Maybe that’s why I was attracted to Sarah Gray’s book, "A Life Everlasting: The Extraordinary Story of One Boy’s Gift to Medical Science." In this touching memoir, Gray tells the tragic story of being pregnant with twins, only to discover one of her sons had anencephaly, a terminal condition. As she awaits the birth of Callum and Thomas, she searches for meaning for her unborn child’s impending death. That’s when she discovers the possibility of giving life through Thomas’ death. In fact, Gray’s search for his gifts takes her to the research hospitals where his cells, eyes and organs were taken.

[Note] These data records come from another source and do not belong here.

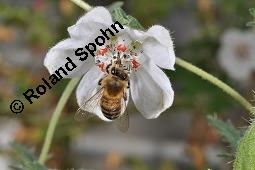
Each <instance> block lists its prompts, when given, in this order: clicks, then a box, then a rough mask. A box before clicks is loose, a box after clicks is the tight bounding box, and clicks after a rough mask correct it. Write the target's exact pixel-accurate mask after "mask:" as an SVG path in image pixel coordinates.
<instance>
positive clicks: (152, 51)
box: [143, 25, 175, 70]
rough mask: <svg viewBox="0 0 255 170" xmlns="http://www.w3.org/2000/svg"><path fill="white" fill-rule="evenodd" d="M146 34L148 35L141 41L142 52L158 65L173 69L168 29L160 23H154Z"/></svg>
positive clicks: (171, 54) (154, 62)
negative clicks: (141, 43)
mask: <svg viewBox="0 0 255 170" xmlns="http://www.w3.org/2000/svg"><path fill="white" fill-rule="evenodd" d="M146 34H148V37H147V38H146V40H145V41H144V42H143V50H144V53H145V54H146V55H147V56H148V57H149V58H150V59H152V60H153V61H154V63H155V64H156V65H158V66H159V67H161V68H165V69H171V70H175V69H174V64H175V52H174V45H173V41H172V38H171V36H170V33H169V31H168V30H167V29H165V28H164V27H162V26H160V25H154V26H152V27H151V28H149V30H148V31H147V32H146Z"/></svg>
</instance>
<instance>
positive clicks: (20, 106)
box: [10, 100, 24, 114]
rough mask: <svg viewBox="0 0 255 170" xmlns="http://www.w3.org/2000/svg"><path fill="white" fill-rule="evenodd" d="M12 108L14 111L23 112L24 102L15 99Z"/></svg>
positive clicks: (14, 112)
mask: <svg viewBox="0 0 255 170" xmlns="http://www.w3.org/2000/svg"><path fill="white" fill-rule="evenodd" d="M10 109H11V111H12V112H13V113H16V114H18V113H21V112H22V111H23V109H24V104H23V103H22V102H21V101H20V100H13V102H12V103H11V105H10Z"/></svg>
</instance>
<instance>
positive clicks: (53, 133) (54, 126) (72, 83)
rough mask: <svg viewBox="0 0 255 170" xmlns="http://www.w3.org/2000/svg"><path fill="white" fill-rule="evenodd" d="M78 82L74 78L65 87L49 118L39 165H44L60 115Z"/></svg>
mask: <svg viewBox="0 0 255 170" xmlns="http://www.w3.org/2000/svg"><path fill="white" fill-rule="evenodd" d="M79 80H80V78H75V79H72V80H70V82H69V83H68V85H67V86H66V88H65V91H64V92H63V94H62V96H61V98H60V100H59V102H58V104H57V107H56V109H55V111H54V112H53V114H52V117H51V120H50V123H49V127H48V129H47V133H46V137H45V140H44V144H43V148H42V151H41V154H40V156H39V163H41V164H44V162H45V161H46V159H47V155H48V152H49V148H50V145H51V142H52V138H53V136H54V131H55V129H56V126H57V123H58V120H59V117H60V114H61V112H62V110H63V108H64V106H65V104H66V102H67V100H68V98H69V97H70V95H71V94H72V91H73V89H74V88H75V87H76V85H77V83H78V82H79Z"/></svg>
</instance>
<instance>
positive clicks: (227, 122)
mask: <svg viewBox="0 0 255 170" xmlns="http://www.w3.org/2000/svg"><path fill="white" fill-rule="evenodd" d="M207 119H208V121H209V124H210V125H211V126H213V127H214V128H216V129H217V131H218V132H219V133H220V135H221V136H222V137H223V140H224V141H225V142H227V143H229V144H230V146H231V148H232V150H233V151H235V150H236V148H237V145H238V142H239V140H240V139H241V132H240V131H238V130H237V129H236V128H235V127H234V126H233V125H232V123H231V122H230V121H228V122H224V121H222V120H220V119H218V118H217V117H216V116H207Z"/></svg>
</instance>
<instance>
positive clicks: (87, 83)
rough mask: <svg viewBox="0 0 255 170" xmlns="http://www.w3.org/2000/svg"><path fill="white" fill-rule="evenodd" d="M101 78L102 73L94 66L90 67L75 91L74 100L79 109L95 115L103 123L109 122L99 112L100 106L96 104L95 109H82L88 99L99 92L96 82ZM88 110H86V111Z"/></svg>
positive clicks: (100, 71) (96, 82)
mask: <svg viewBox="0 0 255 170" xmlns="http://www.w3.org/2000/svg"><path fill="white" fill-rule="evenodd" d="M102 77H103V72H101V71H100V70H99V69H98V68H97V67H96V66H94V67H92V68H91V69H90V70H89V71H88V72H87V74H85V75H84V76H83V78H82V80H81V82H80V84H79V86H78V88H77V90H76V98H77V102H78V105H79V107H80V108H81V109H83V110H85V111H87V112H90V113H93V114H95V115H97V116H98V117H99V118H100V119H102V120H104V121H110V120H109V119H107V118H106V117H105V116H104V115H103V113H102V112H101V108H100V106H99V105H98V104H97V103H95V104H97V105H96V107H95V108H93V107H91V110H89V109H90V108H84V106H83V104H84V102H86V101H87V100H88V99H90V98H91V97H92V96H93V95H94V94H96V92H97V91H98V90H99V86H98V81H99V80H100V79H101V78H102ZM86 109H88V110H86Z"/></svg>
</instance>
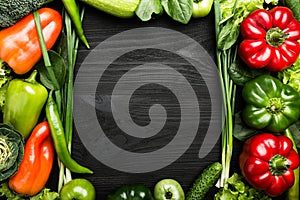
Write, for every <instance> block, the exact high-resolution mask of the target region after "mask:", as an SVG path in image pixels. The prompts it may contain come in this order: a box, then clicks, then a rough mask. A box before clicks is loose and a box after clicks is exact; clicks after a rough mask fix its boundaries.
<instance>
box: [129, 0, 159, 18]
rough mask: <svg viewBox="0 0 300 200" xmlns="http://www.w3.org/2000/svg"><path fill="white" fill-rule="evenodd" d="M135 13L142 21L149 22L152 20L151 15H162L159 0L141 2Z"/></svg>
mask: <svg viewBox="0 0 300 200" xmlns="http://www.w3.org/2000/svg"><path fill="white" fill-rule="evenodd" d="M135 13H136V15H137V16H138V17H139V18H140V19H141V20H142V21H149V20H150V19H151V18H152V14H155V15H160V14H162V13H163V7H162V5H161V3H160V0H141V1H140V4H139V5H138V7H137V9H136V11H135Z"/></svg>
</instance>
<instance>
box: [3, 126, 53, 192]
mask: <svg viewBox="0 0 300 200" xmlns="http://www.w3.org/2000/svg"><path fill="white" fill-rule="evenodd" d="M54 154H55V150H54V146H53V141H52V137H51V132H50V128H49V125H48V122H46V121H45V122H41V123H39V124H38V125H37V126H36V127H35V128H34V129H33V131H32V133H31V135H30V137H29V138H28V140H27V142H26V144H25V148H24V157H23V160H22V162H21V164H20V166H19V169H18V171H17V173H16V174H15V175H13V176H12V177H11V178H10V179H9V181H8V185H9V187H10V188H11V189H12V190H13V191H15V192H16V193H18V194H20V195H24V196H33V195H36V194H37V193H39V192H40V191H41V190H42V189H43V188H44V186H45V184H46V182H47V181H48V178H49V176H50V173H51V169H52V165H53V159H54Z"/></svg>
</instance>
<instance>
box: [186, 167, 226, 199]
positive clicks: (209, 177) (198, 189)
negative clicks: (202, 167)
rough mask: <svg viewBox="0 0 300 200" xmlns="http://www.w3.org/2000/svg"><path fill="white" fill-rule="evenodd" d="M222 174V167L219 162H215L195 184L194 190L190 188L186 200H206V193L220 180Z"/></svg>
mask: <svg viewBox="0 0 300 200" xmlns="http://www.w3.org/2000/svg"><path fill="white" fill-rule="evenodd" d="M221 172H222V165H221V164H220V163H219V162H215V163H213V164H211V165H209V166H208V167H206V168H205V169H204V170H203V172H202V173H201V174H200V175H199V177H198V178H197V179H196V180H195V182H194V183H193V186H192V188H190V190H189V192H188V193H187V196H186V200H201V199H204V197H205V195H206V193H207V192H208V191H209V189H210V188H212V187H213V185H214V184H215V182H216V181H217V180H218V179H219V177H220V175H221Z"/></svg>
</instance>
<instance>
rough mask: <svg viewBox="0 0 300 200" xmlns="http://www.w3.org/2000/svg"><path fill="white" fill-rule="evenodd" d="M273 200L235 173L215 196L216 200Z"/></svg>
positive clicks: (236, 173)
mask: <svg viewBox="0 0 300 200" xmlns="http://www.w3.org/2000/svg"><path fill="white" fill-rule="evenodd" d="M256 199H259V200H272V198H271V197H269V196H268V195H266V194H264V193H263V192H261V191H258V190H256V189H255V188H253V187H251V186H249V185H247V184H246V183H245V182H244V179H243V177H242V176H241V175H239V174H237V173H234V174H233V175H232V176H231V177H230V178H228V179H227V181H226V183H225V186H224V187H223V188H221V189H220V190H219V191H218V192H217V193H216V194H215V200H256Z"/></svg>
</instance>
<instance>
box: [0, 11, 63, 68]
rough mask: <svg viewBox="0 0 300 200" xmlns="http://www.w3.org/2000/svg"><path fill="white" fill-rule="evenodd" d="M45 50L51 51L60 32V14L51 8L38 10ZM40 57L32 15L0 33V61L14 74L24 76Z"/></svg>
mask: <svg viewBox="0 0 300 200" xmlns="http://www.w3.org/2000/svg"><path fill="white" fill-rule="evenodd" d="M38 12H39V15H40V18H41V25H42V31H43V36H44V39H45V42H46V47H47V49H51V48H52V46H53V45H54V43H55V42H56V40H57V38H58V36H59V35H60V33H61V30H62V17H61V15H60V13H59V12H58V11H56V10H54V9H51V8H41V9H39V10H38ZM41 57H42V50H41V47H40V43H39V37H38V33H37V30H36V26H35V21H34V17H33V14H32V13H31V14H29V15H27V16H26V17H24V18H22V19H21V20H20V21H18V22H17V23H16V24H14V25H13V26H10V27H8V28H6V29H3V30H1V31H0V59H2V60H3V61H5V62H6V63H7V64H8V65H9V66H10V67H11V68H12V69H13V70H14V72H15V73H16V74H25V73H26V72H28V71H30V70H31V69H32V67H33V66H34V65H35V64H36V63H37V61H39V60H40V59H41Z"/></svg>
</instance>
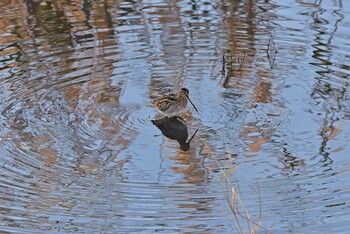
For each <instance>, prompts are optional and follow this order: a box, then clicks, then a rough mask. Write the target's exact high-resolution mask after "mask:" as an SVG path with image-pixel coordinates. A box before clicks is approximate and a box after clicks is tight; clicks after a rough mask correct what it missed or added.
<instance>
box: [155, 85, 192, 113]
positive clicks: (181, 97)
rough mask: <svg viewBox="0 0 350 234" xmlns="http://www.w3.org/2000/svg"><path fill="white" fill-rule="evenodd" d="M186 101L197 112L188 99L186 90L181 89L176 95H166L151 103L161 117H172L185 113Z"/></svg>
mask: <svg viewBox="0 0 350 234" xmlns="http://www.w3.org/2000/svg"><path fill="white" fill-rule="evenodd" d="M188 101H190V103H191V104H192V106H193V108H194V109H195V110H196V111H197V112H198V110H197V108H196V107H195V105H194V104H193V102H192V101H191V99H190V96H189V90H188V89H187V88H181V89H180V90H179V92H178V93H177V94H167V95H164V96H162V97H161V98H159V99H157V100H153V101H152V102H153V104H154V105H155V106H156V107H157V109H158V110H159V112H160V113H161V114H162V115H164V116H166V117H174V116H177V115H179V114H181V113H183V112H184V111H185V109H186V107H187V103H188Z"/></svg>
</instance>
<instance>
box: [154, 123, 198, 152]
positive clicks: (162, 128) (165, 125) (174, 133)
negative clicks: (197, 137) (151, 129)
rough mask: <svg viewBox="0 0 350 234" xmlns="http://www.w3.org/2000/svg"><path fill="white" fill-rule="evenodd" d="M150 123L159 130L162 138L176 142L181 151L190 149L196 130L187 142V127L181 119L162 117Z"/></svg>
mask: <svg viewBox="0 0 350 234" xmlns="http://www.w3.org/2000/svg"><path fill="white" fill-rule="evenodd" d="M152 123H153V124H154V125H156V126H157V128H159V129H160V131H161V132H162V133H163V135H164V136H166V137H167V138H169V139H172V140H176V141H177V142H178V143H179V145H180V148H181V149H182V150H183V151H188V150H189V149H190V142H191V141H192V139H193V137H194V136H195V135H196V133H197V131H198V129H197V130H196V131H195V133H194V134H193V135H192V137H191V138H190V139H189V140H188V141H187V138H188V132H187V125H186V123H185V121H184V120H183V119H182V118H181V117H179V116H175V117H171V118H169V117H164V118H162V119H155V120H152Z"/></svg>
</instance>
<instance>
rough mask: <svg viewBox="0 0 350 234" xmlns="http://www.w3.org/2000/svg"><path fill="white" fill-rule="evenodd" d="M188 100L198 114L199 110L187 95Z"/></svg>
mask: <svg viewBox="0 0 350 234" xmlns="http://www.w3.org/2000/svg"><path fill="white" fill-rule="evenodd" d="M186 97H187V99H188V100H189V101H190V103H191V104H192V106H193V108H194V109H195V110H196V111H197V112H198V110H197V108H196V107H195V106H194V104H193V102H192V101H191V99H190V97H189V96H188V95H187V94H186Z"/></svg>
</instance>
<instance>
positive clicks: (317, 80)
mask: <svg viewBox="0 0 350 234" xmlns="http://www.w3.org/2000/svg"><path fill="white" fill-rule="evenodd" d="M333 4H334V8H331V9H327V7H325V6H323V4H322V3H321V2H320V3H319V4H317V8H314V10H313V12H312V19H313V22H312V23H311V24H310V26H311V28H312V30H313V31H314V44H313V48H314V49H313V51H312V52H313V55H312V57H313V58H314V59H315V60H316V61H315V62H312V63H310V64H312V65H314V66H315V67H317V70H316V74H318V75H319V76H318V77H315V79H314V80H315V81H316V82H314V84H313V88H312V91H311V94H310V96H311V98H313V99H314V100H315V102H316V103H318V104H317V105H318V106H320V105H322V107H320V109H322V110H321V111H320V112H318V113H319V114H320V115H321V112H322V116H323V121H322V122H321V126H320V129H319V133H318V135H320V137H321V142H320V147H319V153H318V154H317V155H315V157H316V156H321V157H320V159H319V160H320V161H321V162H326V165H327V164H328V163H332V162H333V160H332V158H330V157H329V156H330V154H331V152H330V151H329V149H328V146H327V145H328V144H330V141H331V140H333V139H334V138H335V137H336V136H337V135H339V133H340V132H342V130H343V128H344V126H343V120H342V118H343V115H344V111H345V112H346V109H347V104H346V103H347V102H348V99H347V93H348V92H349V82H348V79H349V77H350V75H349V74H347V73H346V71H344V70H341V69H337V71H335V70H334V66H335V67H336V68H341V67H342V65H343V64H341V63H339V62H341V60H340V59H339V58H337V56H339V55H338V54H339V53H337V52H338V51H339V50H340V51H341V50H342V48H339V47H338V45H337V42H334V38H335V37H336V34H337V33H338V29H339V26H340V25H341V24H342V22H343V20H344V19H345V16H344V15H343V14H342V12H343V2H342V1H341V0H339V1H334V3H333ZM326 12H331V13H332V15H333V16H334V17H333V19H332V20H329V19H326V17H325V16H324V15H323V14H324V13H326ZM343 61H344V60H343ZM332 65H333V66H332ZM335 151H337V152H339V151H342V147H338V148H337V149H335Z"/></svg>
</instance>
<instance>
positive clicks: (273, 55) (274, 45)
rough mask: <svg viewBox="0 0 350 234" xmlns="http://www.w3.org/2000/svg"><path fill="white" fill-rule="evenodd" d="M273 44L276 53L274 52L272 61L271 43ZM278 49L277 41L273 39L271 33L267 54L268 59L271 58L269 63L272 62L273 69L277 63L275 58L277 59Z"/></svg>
mask: <svg viewBox="0 0 350 234" xmlns="http://www.w3.org/2000/svg"><path fill="white" fill-rule="evenodd" d="M271 44H272V45H273V51H274V54H273V59H272V61H271V58H270V47H272V46H270V45H271ZM277 52H278V51H277V49H276V44H275V41H274V40H273V36H272V35H270V39H269V43H268V44H267V49H266V54H267V59H268V60H269V64H270V68H271V69H273V65H274V63H275V59H276V54H277Z"/></svg>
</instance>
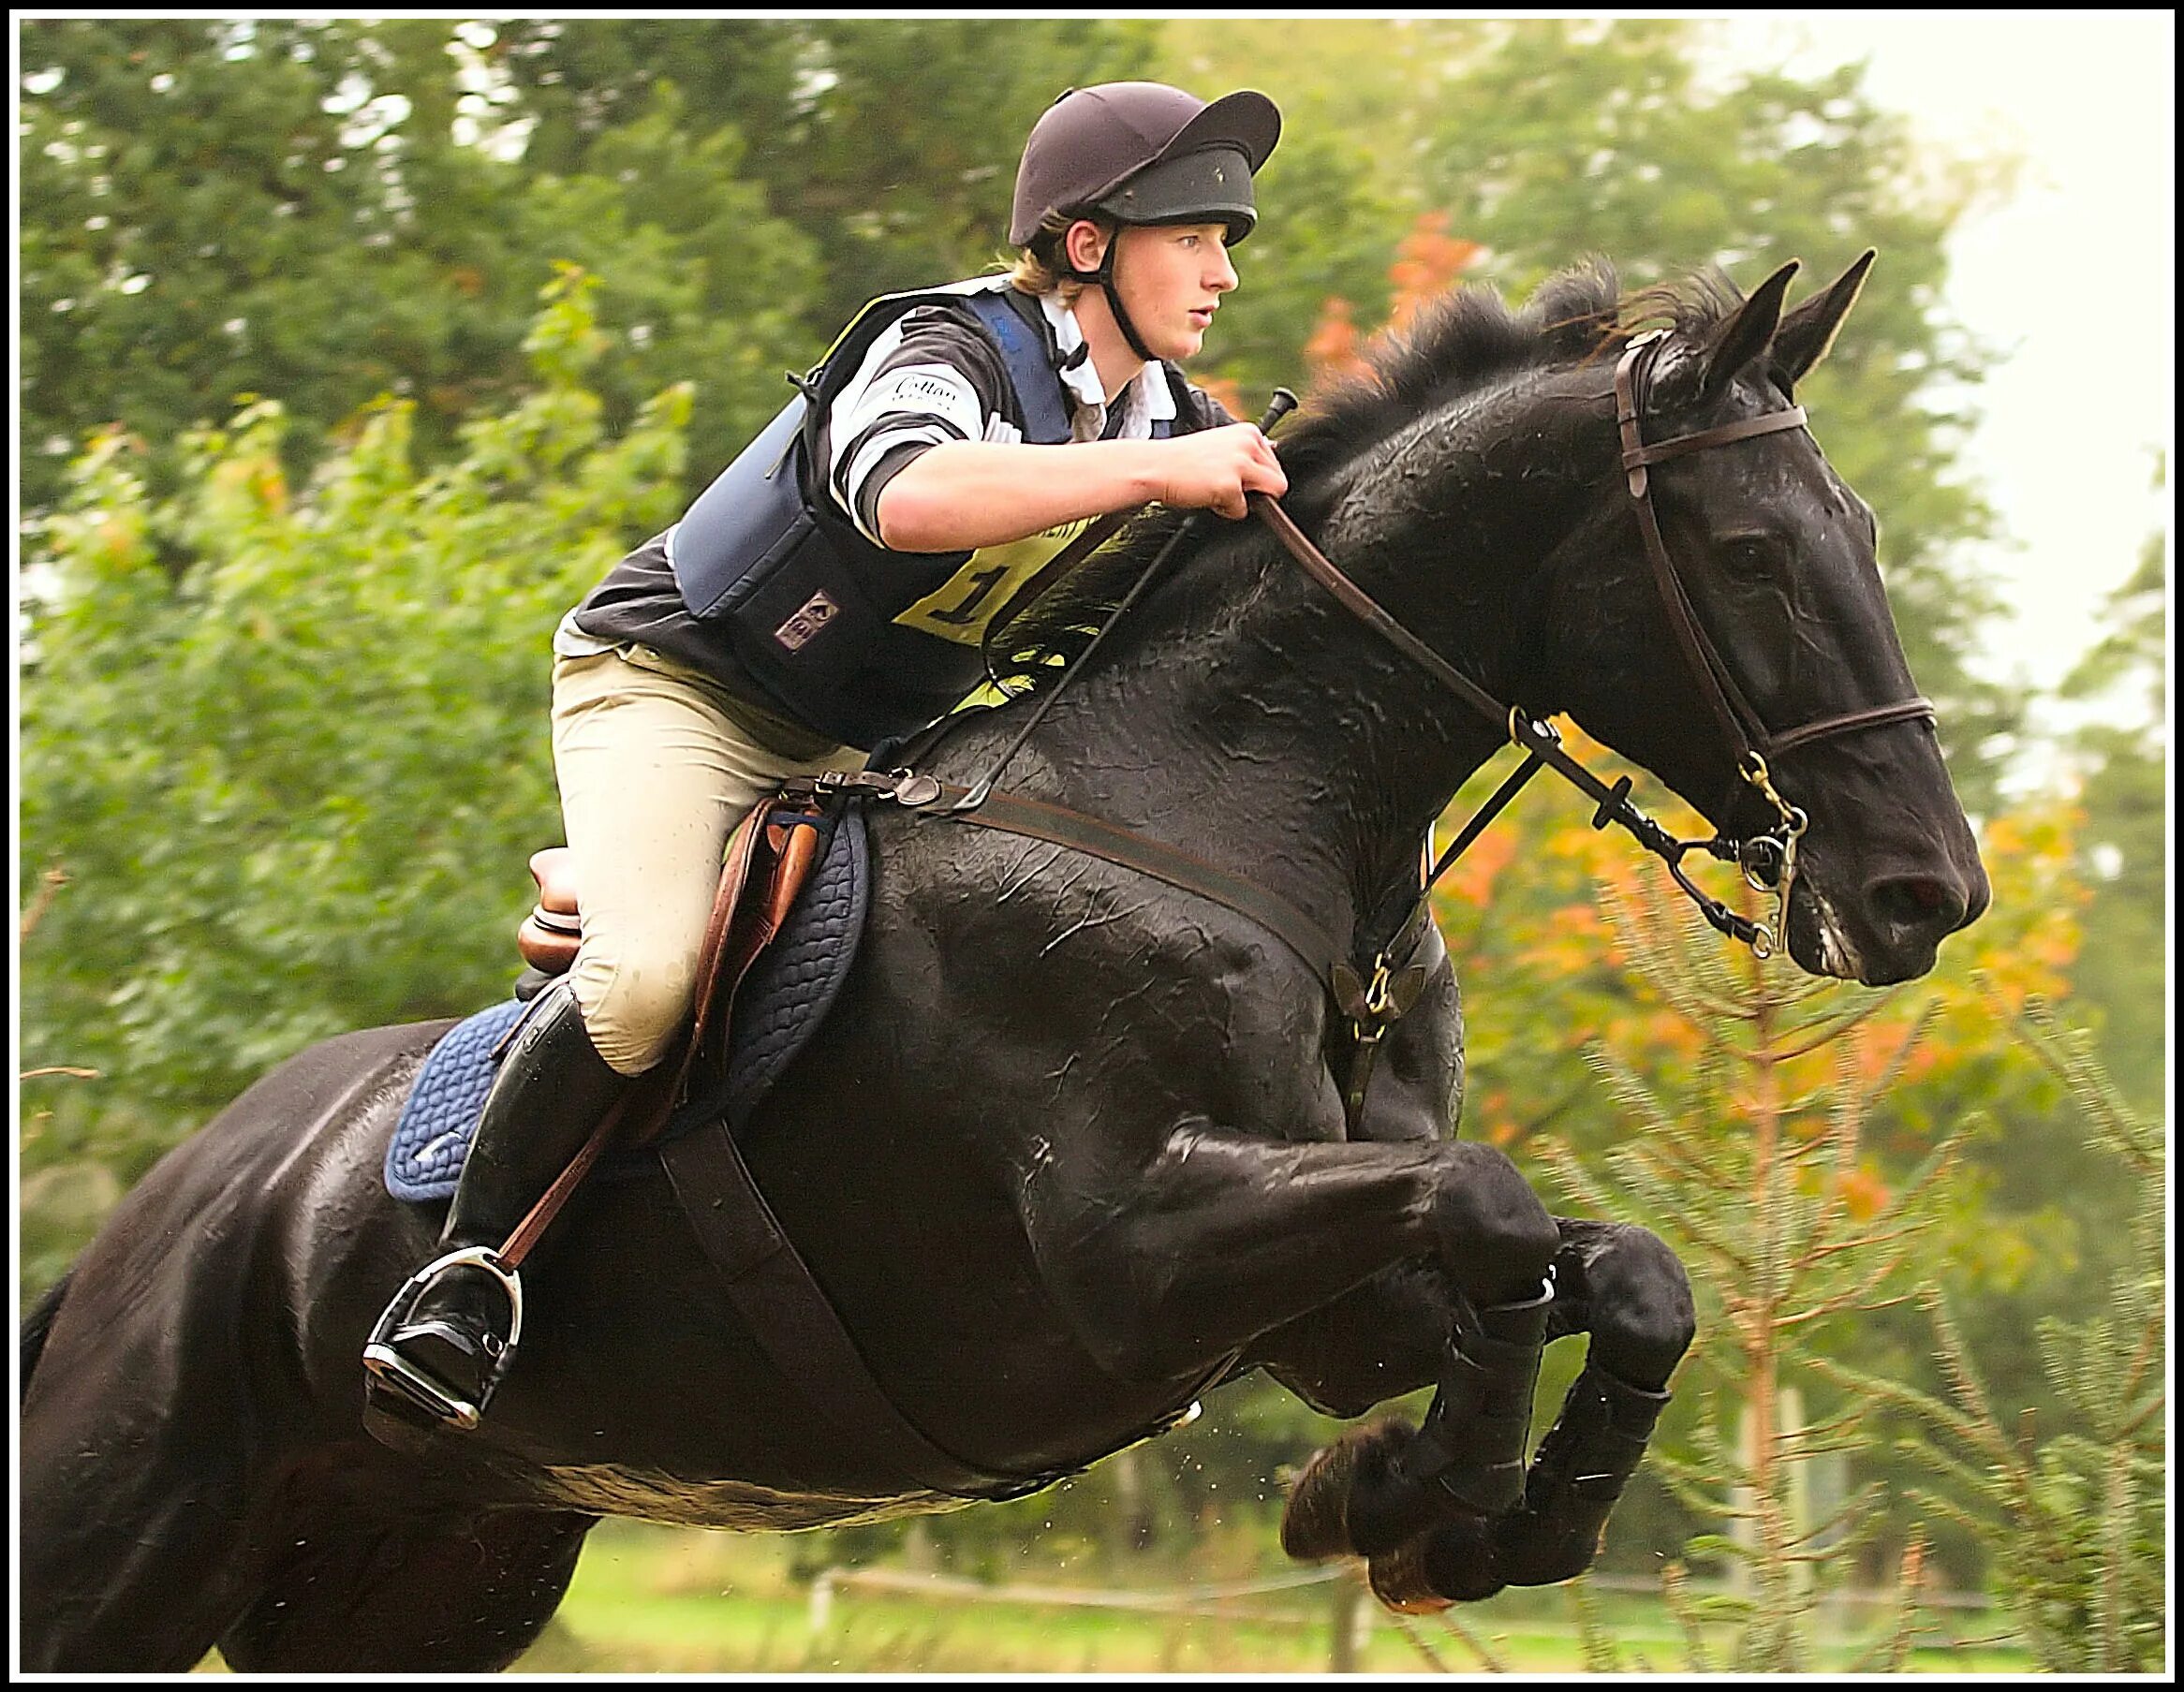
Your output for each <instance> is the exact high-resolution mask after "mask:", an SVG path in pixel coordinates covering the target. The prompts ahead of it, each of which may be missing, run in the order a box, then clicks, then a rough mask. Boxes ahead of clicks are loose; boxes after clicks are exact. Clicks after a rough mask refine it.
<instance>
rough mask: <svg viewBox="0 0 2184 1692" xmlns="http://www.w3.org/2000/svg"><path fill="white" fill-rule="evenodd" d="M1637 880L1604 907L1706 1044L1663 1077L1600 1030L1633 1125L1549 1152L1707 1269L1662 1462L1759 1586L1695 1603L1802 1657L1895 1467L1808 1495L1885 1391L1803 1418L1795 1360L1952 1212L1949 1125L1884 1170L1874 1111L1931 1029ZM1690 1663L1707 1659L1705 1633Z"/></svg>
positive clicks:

Gray says, "I was actually excited to be able to donate. This was the one good thing that might come from my son’s death. I was like, ‘Please, please, take everything you can.’ Donating had lifted my burden, not made it heavier."
I often wonder where Greg’s eyes are. I wonder how many people he helped with his skin and bones. But that’s what Greg was all about. Helping others.
I know his parents miss him every day, but the hurting is so much worse on Dec. 11, the day the Lord called him home. I just hope and pray that some day when they are called to the Lord, they see that boy’s sweet smile, his arms ready to hold them. The beautiful gift of Greg.